Distributional methods and deep parsing

Proposer: Ann Copestake
Supervisor: Ann Copestake


Distributional semantic methods depend on the idea that words with similar meanings will appear in similar contexts. There is a considerable amount of work on distributional techniques in computational linguistics, but much of this concentrates on relatively simple, isolated tasks, such as measurements of similarity. If distributional techniques are providing information about meaning, it should be possible to use them in combination with other computational linguistics techniques, such as parsing and generation. It should also be possible to exploit very large scale parsed corpora for the extraction of distributions.

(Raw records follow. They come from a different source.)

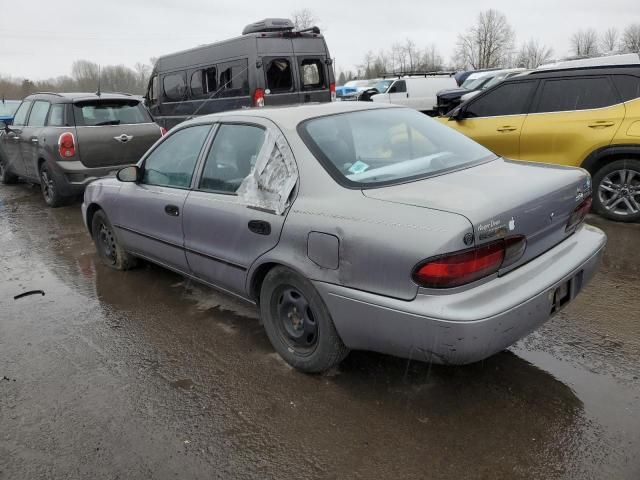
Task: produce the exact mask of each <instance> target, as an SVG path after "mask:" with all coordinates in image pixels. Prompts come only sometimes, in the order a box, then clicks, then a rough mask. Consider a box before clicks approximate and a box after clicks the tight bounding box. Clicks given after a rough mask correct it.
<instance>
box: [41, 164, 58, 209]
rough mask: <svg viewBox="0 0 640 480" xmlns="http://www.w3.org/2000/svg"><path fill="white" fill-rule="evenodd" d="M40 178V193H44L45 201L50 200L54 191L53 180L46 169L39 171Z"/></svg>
mask: <svg viewBox="0 0 640 480" xmlns="http://www.w3.org/2000/svg"><path fill="white" fill-rule="evenodd" d="M40 179H41V182H40V183H41V185H42V195H44V198H45V200H46V201H47V202H50V201H51V199H52V198H53V195H54V193H55V185H54V183H53V180H52V179H51V178H50V177H49V174H48V173H47V171H46V170H42V171H41V172H40Z"/></svg>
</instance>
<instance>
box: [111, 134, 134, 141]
mask: <svg viewBox="0 0 640 480" xmlns="http://www.w3.org/2000/svg"><path fill="white" fill-rule="evenodd" d="M132 138H133V135H127V134H126V133H123V134H122V135H119V136H117V137H113V139H114V140H118V141H119V142H121V143H127V142H128V141H129V140H131V139H132Z"/></svg>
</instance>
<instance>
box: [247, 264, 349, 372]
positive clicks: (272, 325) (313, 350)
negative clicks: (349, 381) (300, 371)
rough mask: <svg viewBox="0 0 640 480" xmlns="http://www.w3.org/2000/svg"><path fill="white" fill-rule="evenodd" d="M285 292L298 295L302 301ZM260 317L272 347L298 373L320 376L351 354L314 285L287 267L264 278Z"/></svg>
mask: <svg viewBox="0 0 640 480" xmlns="http://www.w3.org/2000/svg"><path fill="white" fill-rule="evenodd" d="M286 292H289V293H290V294H293V292H297V294H298V295H299V298H298V299H296V298H295V296H294V297H291V295H287V293H286ZM285 297H286V298H288V299H289V300H291V301H288V300H285ZM304 305H306V306H307V308H305V307H304ZM298 307H300V310H297V308H298ZM302 310H304V312H302ZM260 316H261V317H262V321H263V323H264V327H265V330H266V331H267V336H268V337H269V340H270V341H271V344H272V345H273V347H274V348H275V349H276V351H277V352H278V353H279V354H280V356H281V357H282V358H283V359H284V360H285V361H286V362H287V363H288V364H289V365H291V366H292V367H294V368H296V369H298V370H301V371H303V372H306V373H321V372H324V371H327V370H329V369H331V368H333V367H335V366H336V365H338V364H339V363H340V362H341V361H342V360H343V359H344V358H345V357H346V356H347V355H348V353H349V349H348V348H347V347H345V345H344V343H342V340H341V339H340V336H339V335H338V332H337V331H336V327H335V326H334V324H333V321H332V320H331V315H330V314H329V310H328V309H327V307H326V306H325V304H324V302H323V301H322V298H321V297H320V295H319V294H318V292H317V291H316V289H315V288H314V287H313V285H311V282H309V281H308V280H307V279H306V278H304V277H302V276H300V275H298V274H297V273H295V272H293V271H291V270H289V269H288V268H285V267H276V268H274V269H272V270H270V271H269V273H268V274H267V276H266V277H265V279H264V282H263V283H262V289H261V291H260ZM312 331H315V333H310V332H312ZM312 335H315V336H314V337H313V338H311V336H312Z"/></svg>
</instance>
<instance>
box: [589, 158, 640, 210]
mask: <svg viewBox="0 0 640 480" xmlns="http://www.w3.org/2000/svg"><path fill="white" fill-rule="evenodd" d="M593 209H594V211H595V212H596V213H598V214H600V215H602V216H603V217H605V218H608V219H610V220H616V221H619V222H638V221H640V160H639V159H635V158H630V159H622V160H616V161H615V162H611V163H608V164H606V165H605V166H604V167H602V168H601V169H600V170H598V171H597V172H596V174H595V175H594V177H593Z"/></svg>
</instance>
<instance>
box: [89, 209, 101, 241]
mask: <svg viewBox="0 0 640 480" xmlns="http://www.w3.org/2000/svg"><path fill="white" fill-rule="evenodd" d="M98 210H102V209H101V208H100V205H98V204H97V203H92V204H90V205H89V206H88V207H87V228H88V229H89V234H90V235H93V232H92V231H91V223H92V222H93V216H94V215H95V214H96V212H97V211H98Z"/></svg>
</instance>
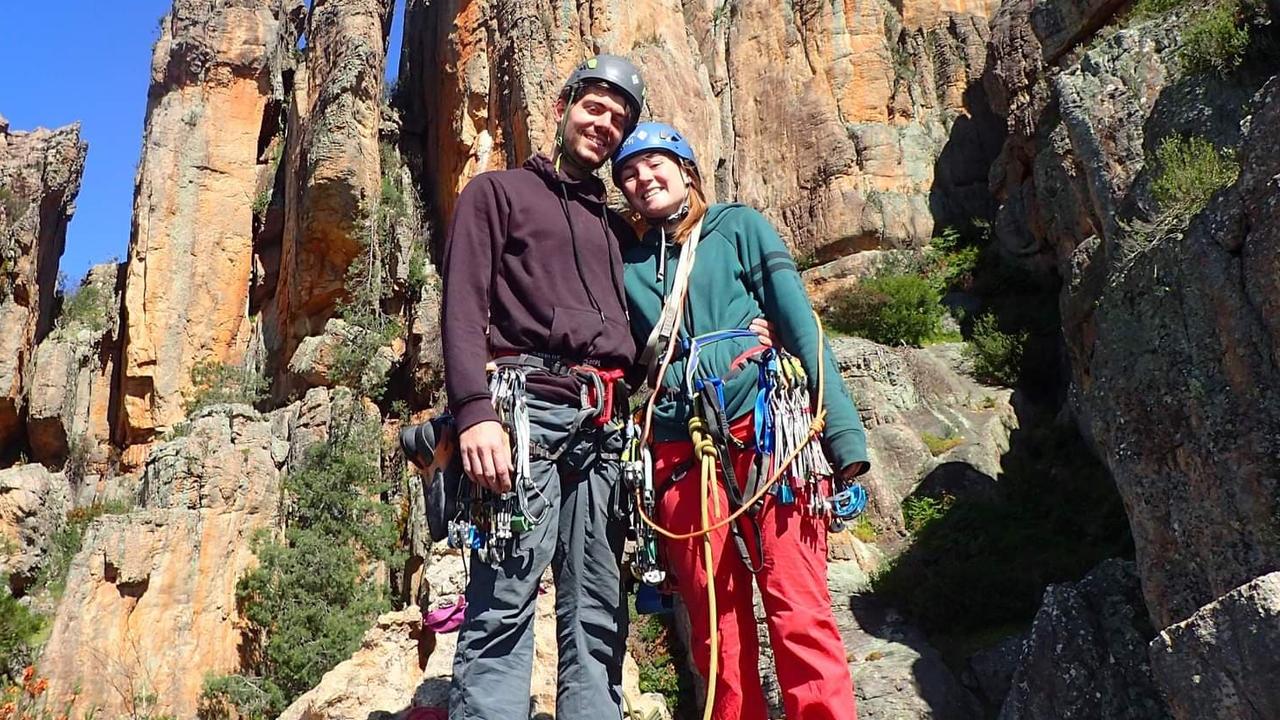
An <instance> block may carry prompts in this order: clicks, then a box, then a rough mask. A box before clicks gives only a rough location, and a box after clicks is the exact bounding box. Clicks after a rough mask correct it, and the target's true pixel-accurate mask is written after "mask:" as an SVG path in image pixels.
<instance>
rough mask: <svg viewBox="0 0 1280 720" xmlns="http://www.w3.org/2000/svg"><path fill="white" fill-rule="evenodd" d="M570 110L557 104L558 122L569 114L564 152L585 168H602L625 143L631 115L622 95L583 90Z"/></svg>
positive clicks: (604, 92)
mask: <svg viewBox="0 0 1280 720" xmlns="http://www.w3.org/2000/svg"><path fill="white" fill-rule="evenodd" d="M581 94H582V95H581V97H579V99H576V100H575V101H573V105H572V106H570V108H566V106H564V100H563V99H561V100H559V101H557V102H556V122H557V123H559V122H561V119H562V118H564V114H566V113H568V120H567V122H566V123H564V151H567V152H570V154H571V155H572V156H573V159H576V160H577V161H579V163H581V164H582V165H586V167H589V168H599V167H600V165H603V164H604V161H605V160H608V159H609V156H611V155H613V151H614V150H617V149H618V145H620V143H621V142H622V133H623V132H625V131H626V127H627V120H628V119H630V114H628V111H627V104H626V100H625V99H623V96H622V94H620V92H616V91H613V90H611V88H608V87H604V86H598V85H593V86H588V87H585V88H582V91H581Z"/></svg>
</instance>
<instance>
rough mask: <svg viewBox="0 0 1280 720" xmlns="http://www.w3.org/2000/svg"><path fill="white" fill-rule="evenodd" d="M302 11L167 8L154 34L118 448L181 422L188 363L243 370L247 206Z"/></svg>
mask: <svg viewBox="0 0 1280 720" xmlns="http://www.w3.org/2000/svg"><path fill="white" fill-rule="evenodd" d="M301 8H302V4H301V1H300V0H255V1H248V0H246V1H237V3H227V4H212V5H211V4H209V3H197V1H188V0H175V3H174V5H173V10H172V12H170V13H169V14H168V15H166V17H165V18H164V20H163V22H161V27H160V38H159V40H157V41H156V45H155V50H154V51H152V58H151V90H150V91H148V94H147V115H146V120H145V123H146V129H145V133H143V141H142V160H141V163H140V165H138V177H137V188H136V192H134V205H133V229H132V233H131V241H129V258H128V265H127V268H128V269H127V272H125V281H124V313H123V327H124V332H123V341H122V342H123V345H122V363H120V395H122V404H120V414H119V416H118V418H116V427H118V437H119V439H120V441H122V442H125V443H136V442H145V441H147V439H150V438H151V437H152V436H154V434H155V433H156V432H157V429H163V428H168V427H172V425H173V424H174V423H177V421H178V420H180V419H182V416H183V406H182V402H183V396H182V393H183V391H184V389H188V388H189V378H191V369H192V368H193V366H195V364H196V363H198V361H202V360H205V361H225V363H242V361H243V360H244V356H246V351H247V350H248V347H250V343H251V336H252V334H253V325H252V323H251V322H250V319H248V315H247V309H248V295H250V287H251V281H252V275H253V246H252V237H253V236H252V223H253V211H252V205H253V199H255V196H256V192H257V184H259V176H260V173H262V172H266V168H268V165H269V159H270V158H269V150H270V140H271V138H273V137H274V135H275V133H276V129H278V128H279V126H280V123H282V117H280V115H282V111H283V102H284V100H285V90H287V88H285V86H284V77H285V68H287V67H288V65H289V63H291V61H292V50H293V47H294V45H296V42H297V28H296V26H294V23H296V22H297V20H298V14H300V10H301Z"/></svg>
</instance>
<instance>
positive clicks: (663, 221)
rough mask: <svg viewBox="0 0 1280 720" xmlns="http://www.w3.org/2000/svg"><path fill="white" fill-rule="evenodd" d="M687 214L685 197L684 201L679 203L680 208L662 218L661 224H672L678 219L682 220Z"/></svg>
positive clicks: (679, 220) (686, 199)
mask: <svg viewBox="0 0 1280 720" xmlns="http://www.w3.org/2000/svg"><path fill="white" fill-rule="evenodd" d="M687 214H689V199H687V197H686V199H685V201H684V202H681V204H680V208H678V209H677V210H676V211H675V213H672V214H669V215H667V219H666V220H663V224H666V225H673V224H676V223H678V222H680V220H684V219H685V215H687Z"/></svg>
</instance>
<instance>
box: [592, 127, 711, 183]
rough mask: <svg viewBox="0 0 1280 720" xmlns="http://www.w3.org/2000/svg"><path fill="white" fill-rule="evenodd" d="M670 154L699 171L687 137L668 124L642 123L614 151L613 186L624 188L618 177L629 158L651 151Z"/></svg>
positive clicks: (692, 149) (613, 151) (691, 146)
mask: <svg viewBox="0 0 1280 720" xmlns="http://www.w3.org/2000/svg"><path fill="white" fill-rule="evenodd" d="M654 150H658V151H662V152H669V154H671V155H675V156H676V158H678V159H681V160H686V161H687V163H689V164H690V165H692V167H694V169H695V170H696V169H698V159H696V158H694V147H692V146H691V145H689V141H687V140H685V136H684V135H682V133H681V132H680V131H677V129H676V128H673V127H671V126H668V124H667V123H653V122H649V123H640V124H637V126H636V129H634V131H631V135H628V136H627V137H626V140H623V141H622V145H620V146H618V149H617V150H614V151H613V184H616V186H618V187H622V183H621V182H618V176H620V174H621V173H622V165H623V164H625V163H626V161H627V159H628V158H631V156H634V155H639V154H641V152H650V151H654Z"/></svg>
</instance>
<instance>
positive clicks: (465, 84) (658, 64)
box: [401, 0, 1000, 259]
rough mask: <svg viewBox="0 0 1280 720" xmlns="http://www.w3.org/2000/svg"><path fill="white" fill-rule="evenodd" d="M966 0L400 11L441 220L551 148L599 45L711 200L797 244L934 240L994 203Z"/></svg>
mask: <svg viewBox="0 0 1280 720" xmlns="http://www.w3.org/2000/svg"><path fill="white" fill-rule="evenodd" d="M995 6H996V4H995V3H992V1H987V0H979V1H973V3H948V4H943V5H940V4H937V3H916V1H908V3H897V4H891V3H887V1H884V3H814V1H806V3H790V4H787V5H785V6H783V8H781V9H780V6H778V5H777V4H776V3H772V1H767V0H749V1H744V3H713V1H709V0H707V1H700V3H684V4H680V3H673V1H669V0H653V1H641V3H618V1H614V0H596V1H593V3H588V4H580V5H579V6H577V8H576V9H571V8H568V6H540V5H539V4H534V3H515V1H504V0H492V1H489V0H486V1H480V3H456V1H454V3H424V1H421V0H413V1H411V3H410V5H408V10H407V15H406V17H407V20H406V42H404V55H403V58H402V81H401V82H402V86H403V87H404V90H406V92H407V102H408V110H410V113H408V114H410V124H408V126H407V128H406V129H407V132H408V133H412V135H413V136H415V138H416V141H417V142H419V143H420V146H421V154H422V158H424V168H422V172H424V173H422V177H424V184H425V186H426V187H428V188H430V195H431V197H433V200H434V206H435V209H436V211H438V213H439V215H440V217H442V218H448V214H449V209H451V206H452V199H453V196H454V195H456V192H457V191H458V190H460V188H461V187H462V186H463V184H465V183H466V181H467V179H470V178H471V177H474V176H475V174H477V173H480V172H484V170H490V169H498V168H506V167H509V165H512V164H516V163H520V161H522V160H524V159H525V158H526V156H527V155H529V154H531V152H534V151H538V150H544V149H548V146H549V143H550V141H552V138H553V136H554V127H553V122H552V120H553V115H552V105H553V101H554V99H556V95H557V92H558V91H559V83H561V82H562V78H563V77H564V76H566V74H567V72H568V70H570V69H571V68H572V67H573V65H576V64H577V63H579V61H581V60H582V59H585V58H586V56H589V55H591V54H593V53H598V51H611V53H620V54H625V55H628V56H631V58H632V59H635V60H636V63H637V65H639V67H640V68H641V70H643V72H644V74H645V78H646V82H648V87H649V97H648V114H649V115H650V117H653V118H657V119H663V120H668V122H672V123H675V124H676V126H678V127H681V128H682V129H684V131H685V132H686V133H687V135H689V136H690V138H691V141H692V145H694V149H695V151H696V152H698V155H699V160H700V163H699V164H700V167H701V169H703V174H704V176H705V177H708V178H714V179H716V182H714V193H716V196H717V197H719V199H722V200H739V201H742V202H749V204H751V205H754V206H756V208H760V209H762V210H764V213H765V214H767V215H769V218H771V219H772V220H774V222H776V224H777V225H778V227H780V229H781V231H782V233H783V236H785V237H786V238H787V240H788V241H790V242H791V245H792V247H794V249H795V250H796V251H797V252H800V254H801V255H814V256H820V258H824V259H832V258H835V256H838V255H841V254H845V252H850V251H855V250H865V249H869V247H881V246H911V245H916V246H918V245H923V243H924V242H927V241H928V238H929V237H931V234H932V232H933V228H934V224H936V223H937V224H946V223H954V222H957V220H961V219H964V220H968V219H970V218H973V217H975V215H986V214H989V211H991V208H989V202H988V200H987V193H986V190H984V184H986V174H984V168H986V167H987V164H988V163H989V159H991V158H992V156H995V152H996V150H997V149H998V141H1000V129H998V126H997V124H996V123H995V122H993V119H992V118H991V115H989V111H988V110H987V104H986V100H984V99H983V97H982V92H983V91H982V87H980V86H979V85H978V83H977V82H975V81H977V79H978V78H979V77H980V73H982V67H983V59H984V44H986V38H987V19H988V17H989V14H991V13H992V12H993V10H995Z"/></svg>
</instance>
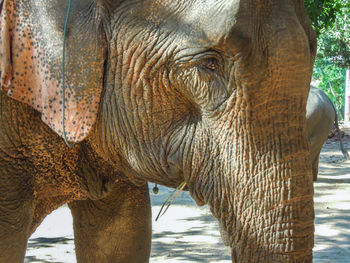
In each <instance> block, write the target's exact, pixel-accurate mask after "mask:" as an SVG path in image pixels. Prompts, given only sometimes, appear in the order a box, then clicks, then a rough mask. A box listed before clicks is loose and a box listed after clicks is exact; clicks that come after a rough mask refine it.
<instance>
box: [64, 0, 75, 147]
mask: <svg viewBox="0 0 350 263" xmlns="http://www.w3.org/2000/svg"><path fill="white" fill-rule="evenodd" d="M70 8H71V0H68V7H67V14H66V20H65V22H64V28H63V43H62V45H63V49H62V130H63V132H62V135H63V139H64V142H65V143H66V145H67V146H68V147H69V148H73V147H74V145H75V144H70V143H69V141H68V138H67V134H66V129H65V119H64V116H65V111H66V109H65V105H66V97H65V93H66V86H65V80H66V72H65V60H66V36H67V25H68V20H69V14H70Z"/></svg>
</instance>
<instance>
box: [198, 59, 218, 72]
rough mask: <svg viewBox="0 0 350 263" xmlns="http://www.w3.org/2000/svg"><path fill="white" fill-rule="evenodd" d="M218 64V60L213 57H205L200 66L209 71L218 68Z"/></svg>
mask: <svg viewBox="0 0 350 263" xmlns="http://www.w3.org/2000/svg"><path fill="white" fill-rule="evenodd" d="M218 66H219V62H218V60H217V59H216V58H214V57H210V58H206V59H204V60H203V62H202V67H203V68H205V69H207V70H210V71H216V70H217V69H218Z"/></svg>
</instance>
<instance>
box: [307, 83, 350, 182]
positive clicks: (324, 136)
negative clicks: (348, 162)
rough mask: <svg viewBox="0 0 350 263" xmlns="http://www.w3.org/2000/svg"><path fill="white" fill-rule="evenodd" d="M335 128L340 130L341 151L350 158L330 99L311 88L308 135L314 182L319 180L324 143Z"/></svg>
mask: <svg viewBox="0 0 350 263" xmlns="http://www.w3.org/2000/svg"><path fill="white" fill-rule="evenodd" d="M333 126H335V127H336V129H337V130H338V135H339V144H340V149H341V151H342V153H343V155H344V157H347V156H348V153H347V150H346V149H345V148H344V146H343V143H342V139H341V136H340V132H339V125H338V117H337V112H336V110H335V107H334V105H333V103H332V101H331V100H330V99H329V97H328V96H327V95H326V94H325V93H324V92H323V91H322V90H320V89H317V88H315V87H311V88H310V92H309V96H308V99H307V103H306V134H307V138H308V141H309V149H310V158H311V161H312V175H313V180H314V181H316V180H317V174H318V161H319V157H320V152H321V149H322V146H323V143H324V142H325V141H326V140H327V138H328V135H329V133H330V132H331V130H332V128H333Z"/></svg>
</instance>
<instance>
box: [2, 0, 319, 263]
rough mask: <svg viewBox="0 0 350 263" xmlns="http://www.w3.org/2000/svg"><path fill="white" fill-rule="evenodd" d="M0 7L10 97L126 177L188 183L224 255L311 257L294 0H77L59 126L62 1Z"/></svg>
mask: <svg viewBox="0 0 350 263" xmlns="http://www.w3.org/2000/svg"><path fill="white" fill-rule="evenodd" d="M5 5H6V6H5V11H4V12H6V14H5V15H3V16H2V21H1V23H3V24H6V26H2V32H1V34H2V35H1V36H2V37H1V42H2V43H1V56H2V59H3V62H2V63H1V72H2V88H3V89H4V90H6V91H7V93H8V95H9V96H11V97H13V98H14V99H17V100H19V101H22V102H24V103H27V104H29V105H31V106H33V107H34V108H35V109H36V110H38V111H40V112H41V113H42V120H43V121H44V122H45V123H47V124H48V125H49V126H50V127H51V128H52V129H53V130H54V131H56V132H57V133H58V134H59V135H62V133H63V130H64V129H65V131H66V132H67V134H68V139H69V140H70V141H74V142H80V141H82V140H86V141H88V142H89V143H91V145H92V146H93V148H94V149H95V151H96V152H97V153H98V154H100V156H102V157H103V158H104V159H105V160H108V162H109V163H111V164H113V165H115V167H117V168H118V169H120V170H121V171H123V173H124V174H125V176H127V177H128V178H129V179H130V180H131V181H133V182H134V183H138V182H140V181H141V182H143V181H151V182H156V183H159V184H164V185H167V186H172V187H174V186H177V185H178V184H179V183H181V182H182V181H186V183H187V185H188V190H189V191H190V193H191V196H192V197H193V198H194V199H195V200H196V202H197V203H198V204H199V205H203V204H208V205H209V206H210V208H211V211H212V213H213V215H214V216H215V217H216V218H217V219H218V220H219V222H220V226H221V229H222V233H223V236H224V239H225V242H226V243H227V244H228V245H229V246H230V247H231V249H232V261H233V262H272V261H276V262H277V261H278V262H311V260H312V247H313V227H314V225H313V219H314V212H313V199H312V198H313V186H312V176H311V166H310V162H309V159H308V158H309V157H308V156H309V154H308V145H307V139H306V136H305V105H306V100H307V95H308V90H309V83H310V78H311V72H312V66H313V61H314V56H315V36H314V33H313V31H312V29H311V26H310V23H309V21H308V18H307V16H306V13H305V10H304V5H303V1H302V0H269V1H266V0H245V1H242V0H241V1H240V0H220V1H214V0H207V1H199V0H191V1H187V0H186V1H185V0H176V1H174V0H164V1H157V0H144V1H135V0H120V1H117V0H98V1H97V0H96V1H92V0H82V1H72V11H71V14H70V18H69V22H68V28H67V50H66V52H67V55H66V70H67V75H66V83H67V91H66V93H65V94H64V95H65V100H66V115H65V119H66V127H63V128H62V98H63V96H62V90H61V79H62V71H61V68H60V67H61V62H62V38H63V34H62V31H63V23H64V18H65V15H66V8H67V5H63V4H62V2H61V1H55V0H47V1H45V4H43V3H42V1H38V0H27V1H9V0H7V1H6V0H5ZM23 6H24V7H23ZM24 10H26V11H24ZM27 10H31V12H28V11H27ZM14 26H17V29H18V30H16V31H13V30H11V28H13V27H14ZM34 40H35V41H34ZM12 69H15V70H12ZM18 87H25V90H23V89H20V88H18Z"/></svg>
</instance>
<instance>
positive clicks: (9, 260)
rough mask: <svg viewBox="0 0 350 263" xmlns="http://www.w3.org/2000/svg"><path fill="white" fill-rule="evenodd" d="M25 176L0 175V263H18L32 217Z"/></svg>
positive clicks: (20, 259)
mask: <svg viewBox="0 0 350 263" xmlns="http://www.w3.org/2000/svg"><path fill="white" fill-rule="evenodd" d="M25 177H27V176H26V175H25V174H23V175H22V174H21V175H13V174H11V175H4V174H3V173H2V174H0V262H6V263H22V262H23V259H24V255H25V251H26V247H27V241H28V238H29V236H30V231H31V224H32V219H33V214H34V201H33V199H34V198H33V193H32V191H31V187H30V184H28V182H26V179H25Z"/></svg>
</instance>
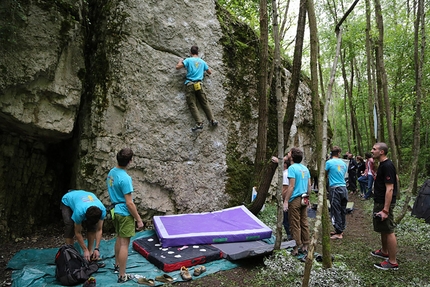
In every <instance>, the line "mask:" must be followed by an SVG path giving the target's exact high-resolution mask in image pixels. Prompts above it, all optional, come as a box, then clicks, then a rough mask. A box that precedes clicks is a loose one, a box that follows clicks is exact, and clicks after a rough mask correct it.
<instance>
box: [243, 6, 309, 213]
mask: <svg viewBox="0 0 430 287" xmlns="http://www.w3.org/2000/svg"><path fill="white" fill-rule="evenodd" d="M305 4H306V0H300V8H299V17H298V21H297V33H296V45H295V48H294V58H293V68H292V71H291V73H292V74H291V83H290V86H289V88H288V102H287V108H286V112H285V117H284V124H283V127H284V147H286V146H287V143H288V139H289V136H290V130H291V125H292V124H293V120H294V114H295V113H294V112H295V106H296V99H297V92H298V90H299V85H300V74H301V68H302V50H303V37H304V34H305V24H306V5H305ZM276 166H277V165H276V164H275V163H272V162H271V161H269V162H268V163H267V164H266V165H265V166H264V168H263V170H262V173H261V174H262V176H261V182H260V185H259V186H258V189H257V197H256V198H255V200H254V201H253V202H252V205H251V206H250V207H249V210H250V211H251V212H252V213H253V214H258V212H259V211H260V210H261V208H262V207H263V204H264V202H265V201H266V197H267V194H268V191H269V188H270V183H271V182H272V178H273V175H274V174H275V171H276Z"/></svg>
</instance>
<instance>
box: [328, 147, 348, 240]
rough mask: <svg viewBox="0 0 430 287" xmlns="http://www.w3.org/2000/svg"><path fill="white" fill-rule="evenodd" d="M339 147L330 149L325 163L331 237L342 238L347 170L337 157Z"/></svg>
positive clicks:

The two proposals listed below could be the basis for separate ACS projects, but it would also be possible to combine topics. See also Dhruv Kumar's (2011-12) project on ordering constraints in language generation.

  1. Extraction of distributions from a semantically annotated corpus.

    The WikiWoods corpus has been constructed by automatically parsing a dump of the English Wikipedia with a very detailed grammar of English. This is an interesting resource to investigate for the extraction of distributions. There has been considerable work on the use of syntactically parsed data for this purpose (see e.g., Pado and Lapata 2007), but the use of a semantic resource could improve results (e.g., because it allows generalisations over equivalent constructions with different syntax). There are various possible ways in which the parsed data could be utilised, and part of the project would involve developing a flexible approach for extraction of the data so that a range of options could be investigated.

    The distributions could be compared with distributions extracted from unparsed corpora on standard tasks such as similarity, or they could be used in one of the proposals described below. Ideally this project would lead to a resource which could be distributed as part of DELPH-IN.

  2. Parse ranking.

    Standard techniques for parse ranking have limited capability to determine the extent to which constructions are semantically plausible. This project will look at the use of distributional semantics to rerank the output from a broad-coverage grammar of English. The intuition behind the use of distributional semantics in parse ranking is that it offers an additional source of information to that which is generally used (i.e., treebanks). While some experiments have been carried out on the use of distributional techniques for syntactic disambiguation, these have been done on isolated test sets (e.g., of noun-noun compounds) and it is not clear whether they extend to more complex constructions and whether they would offer a real advantage compared with existing parsing models.

    Preliminary experiments were carried out in the 2009 JHU CSLP Summer Workshop (see Chapter 6 of the JHU Report). The large quantity of Treebanked data available from DELPH-IN would make it preferable to experiment with the DELPH-IN English Resource Grammar (ERG) for this project. The easiest approach to implement would be to rerank parses, but it may also be possible to experiment with adding distributionally-based features to the existing maximum entropy model.